Giacomo Bartolini, Voci riflesse (Album di traduzioni), Florence Art ed., Firenze, 2009.

 La traduzione come forma d’arte 

La traduzione, di prosa o poesia che sia, è considerata una forma d’arte, un genere letterario e, come tale, da sempre è stato praticato da poeti, quali Catullo, Foscolo, Leopardi, per citare alcuni. Questo a conferma che essa non ha niente da invidiare alle altre forme d’arte, se rispetta certi parametri propri di una traduzione e la personalità dell’artista. 

Giacomo Bartolini, in questo suo lavoro, tiene a precisare questo, e ritengo sia riuscito a dare una trasposizione poetica aderente ai testi poetici presi in considerazione. D’altronde, «la traduzione di una poesia è sempre un’opera creativa», scrive nella nota che premette alla silloge Voci riflesse. (Album di traduzioni), pubblicata da Florence Art lo scorso anno e, difatti, è una creazione a tutti gli effetti, è un ri-creare ciò che da altri è stato fatto, e non è facile, specie se si tratta di poesia, agire sui testi, senza alterare la personalità del poeta con cui ci si sta cimentando. Ma Bartolini, che è un poeta, riesce bene nel suo intento, proponendo con tanta sensibilità e altrettanta perizia tecnica autori consoni al suo modo di sentire, perché anche in scelte come queste è l’affinità elettiva che fa optare per un autore anziché per un altro. 

Il titolo, ben appropriato, dice il rapporto stretto che l’Autore stabilisce con i suoi “amici” interlocutori, anzi entra in simbiosi con essi e canta, perché di un canto si tratta, con la loro voce e gli stessi strumenti. Da poeta, conosce i ferri del suo mestiere e li usa a suo piacere e secondo le varie esigenze che gli si presentano. Sicché entrato in sintonia con i suoi poeti, rispetta non solo il loro modo di rapportarsi con i lettori, ma la struttura estetica, e se c’è anche la rima, ormai in disuso eppure sempre accolta con piacere, specie se non forzata e ubbidiente al loro sentire. 
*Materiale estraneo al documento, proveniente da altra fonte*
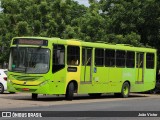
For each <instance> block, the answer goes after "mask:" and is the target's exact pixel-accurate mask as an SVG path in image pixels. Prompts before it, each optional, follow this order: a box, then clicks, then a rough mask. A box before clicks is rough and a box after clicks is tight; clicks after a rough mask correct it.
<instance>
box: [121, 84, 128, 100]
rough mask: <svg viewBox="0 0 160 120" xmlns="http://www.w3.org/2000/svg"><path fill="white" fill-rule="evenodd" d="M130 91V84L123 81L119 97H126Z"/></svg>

Volendo fare un esempio, prendiamo “Le revenant / Lo spettro” di Baudelaire: Comme les anges àl’oeil fauve, / Je reviendrai dans ton alcôe / Et vers toi glisserai sans bruit / Avec les ombres de la nuit (Tornerò nella tua alcova, uguale / ad un angelo dall’occhio crudele, / accanto ti scivolerò taciturno / con le ombre del cielo notturno). Rispetto al testo francese, Bartolini ricorre a piccoli accorgimenti, anche a trasposizioni nella libertà che non stravolgono l’autore ma, semmai, l’avvicinano alla sensibilità dei moderni. Così si regola anche per gli altri poeti. 

Oltre a Baudelaire, è riportato anche Stéphane Mallarmé con un congruo numero di componimenti, ma ci sono altre presenze francesi che non sono da meno (T. Gautier, J. M. de Hérédia, T. de Banville, P. Verlaine, A. Rimbaud) e inglesi e tedeschi (Poe, Goethe, Kipling, Nietzsche). Sono poeti dell’Ottocento che, ciascuno a suo modo, hanno contribuito a svecchiare la cultura e ad aprire alla modernità col vento di libertà individuale che seppe contagiare le masse e portarle al rinnovamento politico-sociale che, nonostante la rivoluzione francese, non si era ancora concretato. Ma quelli erano altri tempi, quando – come scrive Giacomo Bartolini nella “Prefazione” – «la poesia, al di là di qualsiasi distinzione o approfondimento, è stata davvero il veicolo privilegiato delle idee e delle forme più interessanti e innovative». 

La poesia, pur essendo elitaria, aveva meglio consolidato la sua funzione educativa ed era un valido mezzo di informazione, e lo potrebbe essere tuttora, se la scuola e le altre agenzie formative le dessero più spazio e coinvolgessero i giovani, come avviene in tanti altri Paesi, forse meno progrediti del nostro, ma interessati a non disperdere valori e potenzialità che, alla lunga, contribuiscono alla loro crescita umana e sociale e a dare loro maggiore compattezza e unità. 

Salvo Marotta

Da “Spiragli”, anno XXII, n.1, 2010, pagg. 61-62.